Laadpalen zijn relatief goedkoop en staat technologisch op punt. Verder zijn consumenten vertrouwd met het systeem om elektrische toestellen via het net op te laden. Oplaadpalen kennen een eenvoudige werking en zijn efficiënt. Een van de aandachtspunten voor laadpalen is veiligheid. Zo zullen de stroomkabels regelmatig gecontroleerd moeten worden op beschadigingen en kan er bij een foutieve aansluiting gevaar ontstaan. Verder is de gebruikservaring niet optimaal. Er is een manuele handeling van de gebruiker vereist om de batterij te laden en de laadsnelheid via een normale laadpaal is erg traag (4-8 uur). Snellaadpalen kunnen deze gebruikssnelheid verhogen, maar zijn naast erg duur, nadelig voor de levensduur van de batterij.

Experts zien weinig potentieel op korte termijn voor het laden van EV via batterijwisselstations. Dergelijke stations vragen een hoge investering (in infrastructuur en in batterijvoorraad), zijn erg standaardafhankelijk en moeilijk aanpasbaar bij technologische veranderingen.  Bovendien is een continue controle van de kwaliteit van de batterijen vereist. Gebruikers die een batterij van inferieure kwaliteit in de wagen geplaatst krijgen en na enkele kilometers stilvallen, zullen het wisselstation verantwoordelijk stellen. Aan de andere kant zijn dergelijke wisselsystemen extreem snel en veilig. Bovendien zorgt het voor een ongeziene gebruikservaring, die zelf hoger is dan de huidige manier van tanken. Doordat de batterijen centraal gestockeerd worden kunnen deze op zeer efficiënte wijze worden geladen.

Op middellange termijn zijn er mogelijkheden om EV via draadloze laadtechnieken te laden. De gebruikservaring bij draadloos laden is erg hoog. Automobilisten kunnen de wagen laden zonder al te veel handelingen. Dit verhoogt de veiligheid naar de gebruiker toe. Doordat er geen rechtsreeks contact vereist is, is er weinig gevaar voor elektrocutie. Daarnaast zijn draadloze laadsystemen erg onderhoudsvriendelijk.

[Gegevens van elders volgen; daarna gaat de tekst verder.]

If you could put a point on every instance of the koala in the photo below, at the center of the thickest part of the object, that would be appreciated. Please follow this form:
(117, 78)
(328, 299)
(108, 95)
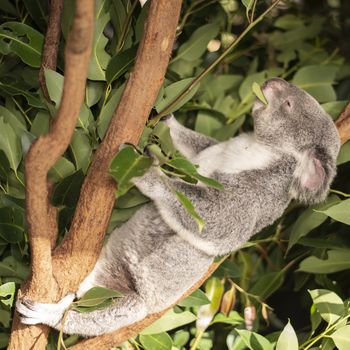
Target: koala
(160, 253)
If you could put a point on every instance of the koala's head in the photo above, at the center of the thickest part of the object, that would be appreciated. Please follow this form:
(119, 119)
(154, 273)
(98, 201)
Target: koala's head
(294, 122)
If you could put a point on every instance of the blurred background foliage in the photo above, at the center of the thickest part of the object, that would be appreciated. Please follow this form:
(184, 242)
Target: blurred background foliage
(297, 269)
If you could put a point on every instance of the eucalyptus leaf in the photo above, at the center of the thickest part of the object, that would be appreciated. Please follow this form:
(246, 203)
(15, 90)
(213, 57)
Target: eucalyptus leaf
(258, 93)
(339, 212)
(288, 339)
(328, 304)
(254, 341)
(161, 341)
(22, 40)
(197, 298)
(128, 163)
(194, 48)
(10, 144)
(120, 63)
(341, 337)
(337, 260)
(173, 91)
(96, 296)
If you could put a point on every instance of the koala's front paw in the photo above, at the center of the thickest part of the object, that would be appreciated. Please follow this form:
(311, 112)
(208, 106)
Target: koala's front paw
(32, 312)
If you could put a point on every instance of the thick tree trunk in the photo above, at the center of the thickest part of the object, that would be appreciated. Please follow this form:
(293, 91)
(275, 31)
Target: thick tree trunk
(41, 157)
(77, 254)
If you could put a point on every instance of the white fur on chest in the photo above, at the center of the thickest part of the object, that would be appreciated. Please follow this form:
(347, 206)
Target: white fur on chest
(233, 156)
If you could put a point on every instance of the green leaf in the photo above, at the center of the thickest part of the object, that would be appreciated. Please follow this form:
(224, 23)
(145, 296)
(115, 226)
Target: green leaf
(4, 166)
(288, 339)
(120, 63)
(161, 341)
(107, 111)
(317, 80)
(81, 150)
(195, 47)
(94, 92)
(54, 84)
(197, 298)
(181, 338)
(4, 339)
(309, 220)
(258, 93)
(245, 90)
(328, 304)
(234, 318)
(17, 122)
(254, 341)
(162, 132)
(172, 91)
(99, 57)
(19, 89)
(10, 144)
(96, 296)
(128, 163)
(341, 338)
(7, 291)
(248, 5)
(11, 224)
(40, 124)
(170, 320)
(214, 290)
(207, 124)
(62, 168)
(268, 284)
(338, 260)
(22, 40)
(334, 108)
(188, 205)
(186, 167)
(339, 212)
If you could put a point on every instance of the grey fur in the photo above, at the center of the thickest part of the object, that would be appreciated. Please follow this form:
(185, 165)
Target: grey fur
(159, 253)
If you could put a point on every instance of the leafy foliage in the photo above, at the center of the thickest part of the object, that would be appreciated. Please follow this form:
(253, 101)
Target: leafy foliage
(298, 266)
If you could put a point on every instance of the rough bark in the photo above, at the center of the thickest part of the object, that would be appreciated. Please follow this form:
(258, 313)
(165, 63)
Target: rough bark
(52, 40)
(41, 157)
(109, 340)
(77, 254)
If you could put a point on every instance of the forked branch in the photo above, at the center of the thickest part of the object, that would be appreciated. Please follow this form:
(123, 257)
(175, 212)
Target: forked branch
(42, 155)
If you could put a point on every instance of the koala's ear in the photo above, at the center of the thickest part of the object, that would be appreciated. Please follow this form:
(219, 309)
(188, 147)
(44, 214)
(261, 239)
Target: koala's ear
(312, 177)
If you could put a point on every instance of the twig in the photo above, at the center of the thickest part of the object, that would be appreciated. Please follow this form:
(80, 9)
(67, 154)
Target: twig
(202, 75)
(52, 40)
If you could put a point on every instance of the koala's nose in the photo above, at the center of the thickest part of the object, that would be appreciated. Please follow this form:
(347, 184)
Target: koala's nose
(276, 83)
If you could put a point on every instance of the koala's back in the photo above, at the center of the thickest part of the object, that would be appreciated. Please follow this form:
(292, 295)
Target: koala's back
(153, 256)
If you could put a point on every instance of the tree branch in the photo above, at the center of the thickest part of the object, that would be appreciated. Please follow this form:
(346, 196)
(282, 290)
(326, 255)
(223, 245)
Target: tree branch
(42, 155)
(79, 251)
(52, 40)
(121, 335)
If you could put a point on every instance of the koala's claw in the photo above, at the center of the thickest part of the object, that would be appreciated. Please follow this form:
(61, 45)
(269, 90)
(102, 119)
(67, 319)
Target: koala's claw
(32, 312)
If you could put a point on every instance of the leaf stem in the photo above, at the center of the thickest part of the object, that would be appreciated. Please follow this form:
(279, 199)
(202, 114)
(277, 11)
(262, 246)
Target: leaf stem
(195, 81)
(197, 339)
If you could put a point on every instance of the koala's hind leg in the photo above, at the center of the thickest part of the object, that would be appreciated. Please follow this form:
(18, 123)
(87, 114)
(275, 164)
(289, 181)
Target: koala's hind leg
(126, 310)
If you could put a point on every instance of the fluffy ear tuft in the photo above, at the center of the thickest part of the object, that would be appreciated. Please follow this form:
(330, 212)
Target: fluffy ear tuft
(312, 176)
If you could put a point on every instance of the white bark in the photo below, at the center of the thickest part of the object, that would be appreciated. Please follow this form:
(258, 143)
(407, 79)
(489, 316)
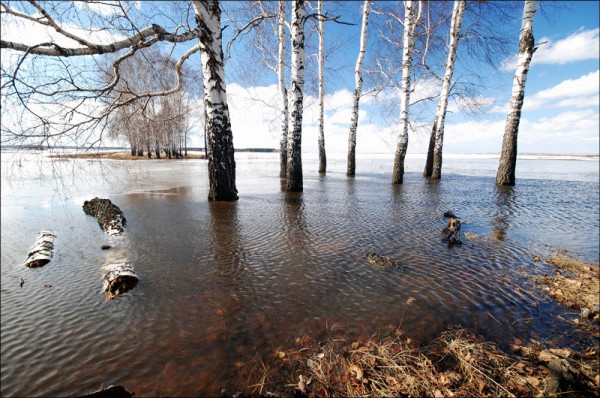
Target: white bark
(282, 89)
(321, 30)
(508, 156)
(221, 162)
(410, 20)
(40, 253)
(457, 17)
(294, 166)
(351, 167)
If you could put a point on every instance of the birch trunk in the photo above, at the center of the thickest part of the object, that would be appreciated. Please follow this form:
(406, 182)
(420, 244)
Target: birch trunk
(508, 156)
(282, 90)
(410, 20)
(40, 253)
(294, 148)
(220, 151)
(351, 167)
(440, 117)
(322, 155)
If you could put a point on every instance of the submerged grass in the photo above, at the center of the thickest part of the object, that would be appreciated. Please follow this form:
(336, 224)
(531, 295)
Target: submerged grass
(458, 363)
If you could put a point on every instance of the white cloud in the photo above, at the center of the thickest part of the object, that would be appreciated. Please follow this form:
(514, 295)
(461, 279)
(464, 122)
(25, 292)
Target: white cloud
(13, 29)
(580, 91)
(579, 46)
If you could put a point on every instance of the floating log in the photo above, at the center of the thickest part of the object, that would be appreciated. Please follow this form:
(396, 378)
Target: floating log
(109, 216)
(109, 392)
(451, 233)
(118, 279)
(40, 253)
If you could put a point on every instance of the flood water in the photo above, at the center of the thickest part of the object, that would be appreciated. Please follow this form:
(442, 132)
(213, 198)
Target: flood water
(225, 283)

Er is weinig slijtage van de onderdelen doordat er geen rechtstreeks contact ontstaat tussen zender en ontvanger. Verder onderzoek is noodzakelijk om de efficiëntie te verbeteren en de opgewekte straling te beperken. Belangrijk om op te merken is dat draadloos laden, het als enige laadtechniek mogelijk maakt de wagen dynamisch te laden. Op die manier kan er energie verzonden worden naar het EV tijdens het rijden.

In een vierde deel werden aanbevelingen, mogelijke afzetmarkten en verder onderzoek toegelicht.

Laadpalen zullen in een eerste fase een cruciale rol spelen voor het laden van EV. Er wordt verwacht dat de ontwikkeling van draadloze laadtechnieken en batterijwisselstations zich in eerste instantie zal concentreren op nichemarkten. Voor batterijwisselstations wordt gedacht aan wegtransport, voor het draadloos laden aan het laden van wagenparken van bedrijven, openbaar vervoer en het voorzien van draadloze energie aan wachtplaatsen voor taxi’s.

Tot slot vermelden we enkele actiepunten die de ontwikkeling van oplaadinfrastructuur zullen bevorderen.

  • Het opstellen van een visie en een (inter)nationaal masterplan door de overheid, autoconstructeurs, laadpuntproducenten en energieleveranciers. Daarbij gaat de aandacht ondermeer naar de invloed en plaats van EV en haar laadinfrastructuur op korte en lage termijn.
  • Het vastleggen van standaarden voor laadpalen, batterijwisselstations en draadloze laadtechnieken.
  • Het verder onderzoeken van de behoeften, de afstandsvrees en betalingsbereidheid van consumenten voor oplaadinfrastructuur.
  • Het verder onderzoeken wat de verwachte gebruiksgraad van laadpunten, hetzij laadstations, batterijwisselstations of draadloze laadsystemen, zal zijn.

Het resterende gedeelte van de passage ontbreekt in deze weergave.